Ketidakbahagiaan Moldova memang menarik untuk dipelajari. Negara ini bukan negara yang paling miskin. Banyak negara lain yang lebih miskin namun lebih bahagia. Di sana juga tidak sedang terjadi peperangan, sesuatu yang wajar untuk merenggut kebahagiaan. Dalam perjalanan di Moldova, Eric menemukan beberapa ‘penyakit’ di masyarakat. Penyakit serius yang membuat masyarakat itu sulit berbahagia. Salah satu dari penyakit itu adalah penyakit: “Bukan Masalah Saya”.
Saat di Moldova, Eric memilih untuk home stay di rumah salah satu warga, di suatu apartemen peninggalan zaman Soviet. Pipa saluran air di apartemen tersebut rusak. Namun tak seorang pun mau berinisiatif memperbaikinya. Bahkan saat Luba, ibu tua pemilik rumah tempat Eric menginap, mengusulkan untuk diadakan urunan, tak seorang pun bersedia. Tak seorang pun ingin menyumbang untuk sesuatu yang bermanfaat bagi orang lain, bahkan bagi diri mereka sendiri. “Bukan Masalah Saya!”, begitu kata mereka.
Jika ditelusuri lebih jauh, penyakit ini ternyata berdekatan dengan rasa iri. Namun rasa iri yang satu ini tanpa upaya persaingan untuk menjadi lebih baik dari pada orang lain. Jika kita iri melihat orang lain sukses, dan kemudian berusaha untuk menjadi lebih sukses, itu masih mendingan, karena upaya untuk setidaknya menjadi lebih baik. Namun, orang-orang ini lebih senang dengan penderitaan orang lain ketimbang dengan keberhasilan mereka sendiri. Tidak apa-apa saya gagal, yang penting mereka juga gagal. Begitu kira-kira.
Maka ketika ada orang lain berusaha maju dengan ide-ide cemerlang, orang-orang lain begitu khawatir jika ide itu terwujud, tidak peduli betapa bermanfaatnya ide itu bagi semua orang. Maka ide itu perlu dihajar beramai-ramai, hinggal layu sebelum berkembang.
Nah, itu di Moldova, negara tidak bahagia. Kejadian saya soal sampah di paragraf pertama, bukankah setidak-tidaknya mirip dengan kasus di Moldova? Sampah saya bukan masalah saya, bukan urusan saya. Itu urusan tukang sampah.

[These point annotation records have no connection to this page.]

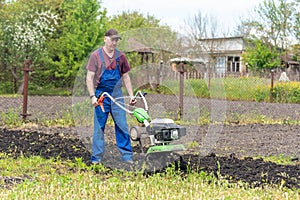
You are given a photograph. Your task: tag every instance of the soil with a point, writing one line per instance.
(229, 152)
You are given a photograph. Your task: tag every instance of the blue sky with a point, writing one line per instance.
(176, 12)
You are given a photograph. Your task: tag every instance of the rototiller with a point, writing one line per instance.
(161, 131)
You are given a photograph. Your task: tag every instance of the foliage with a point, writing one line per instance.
(80, 31)
(131, 20)
(26, 27)
(11, 118)
(275, 22)
(286, 92)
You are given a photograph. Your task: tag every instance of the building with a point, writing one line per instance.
(223, 56)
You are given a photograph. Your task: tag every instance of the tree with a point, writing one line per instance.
(274, 21)
(81, 28)
(25, 30)
(273, 31)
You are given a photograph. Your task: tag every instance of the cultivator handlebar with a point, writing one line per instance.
(141, 114)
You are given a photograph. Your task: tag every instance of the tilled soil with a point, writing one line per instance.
(232, 157)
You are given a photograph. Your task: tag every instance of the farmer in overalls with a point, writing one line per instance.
(106, 69)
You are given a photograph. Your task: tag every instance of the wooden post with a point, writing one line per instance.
(25, 91)
(272, 85)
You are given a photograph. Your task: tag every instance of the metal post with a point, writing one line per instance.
(272, 85)
(181, 71)
(25, 90)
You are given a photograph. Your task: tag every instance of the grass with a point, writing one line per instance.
(245, 89)
(49, 179)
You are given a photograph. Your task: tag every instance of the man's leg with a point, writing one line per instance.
(98, 143)
(122, 135)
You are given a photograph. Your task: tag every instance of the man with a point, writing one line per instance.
(106, 69)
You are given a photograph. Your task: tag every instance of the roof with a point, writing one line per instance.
(139, 47)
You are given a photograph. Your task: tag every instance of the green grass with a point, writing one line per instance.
(49, 179)
(245, 89)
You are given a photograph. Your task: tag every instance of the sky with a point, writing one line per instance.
(176, 13)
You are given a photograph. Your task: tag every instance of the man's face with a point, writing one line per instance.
(111, 42)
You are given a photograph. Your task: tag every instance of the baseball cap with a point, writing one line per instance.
(112, 33)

Ataukah kasus yang saya alami hanyalah kasuistik. Saya kira tidak, dengan melihat betapa sampah bertebaran di mana-mana. Agaknya sebagian besar orang berpikir bahwa sampah mereka memang bukan masalah mereka.
Apakah masalah ini terkait dengan tingkat pendidikan dan drajat sosial ekonomi? Saya tidak yakin akan jawabannya. Tapi saya menemui beberapa kali di perjalanan, sampah menghambur keluar dari jendela mobil-mobil mewah. Menghambur begitu saja, tak peduli siapa yang akan menjadi sasarannya. Entah apa yang ada dalam pikiran orang-orang itu.
Tiba-tiba saya teringat nasihat bijak mendiang Stephen Covey, yang diringkas menjadi satu kata: Proaktif. Proaktif adalah habit pertama dalam The Seven Habits. Memulai dari diri sendiri. Memulai dari diri sendiri, walau efektifitasnya mungkin tidak langsung terlihat. Seperti dalam kasus sampah yang bertebaran, kami memulai dengan mengurus sampah kami sendiri. Ini tidak banyak artinya dibandingkan jumlah sampah yang bertebaran. Kami jelas tidak punya energi untuk mengurus sampah seluas itu. Tapi kami sudah menunaikan tanggung jawab kami.
Tentu saja saya melihat banyak anggota masyarakat yang sangat peduli pada kebersihan. Banyak gerakan Bank Sampah. Sekarang pun ada gerakan sekolah sehat nasional. Sehat tentu terkait dengan bersih (dan banyak aspek lain). Ya, masih banyak harapan bagi Indonesia.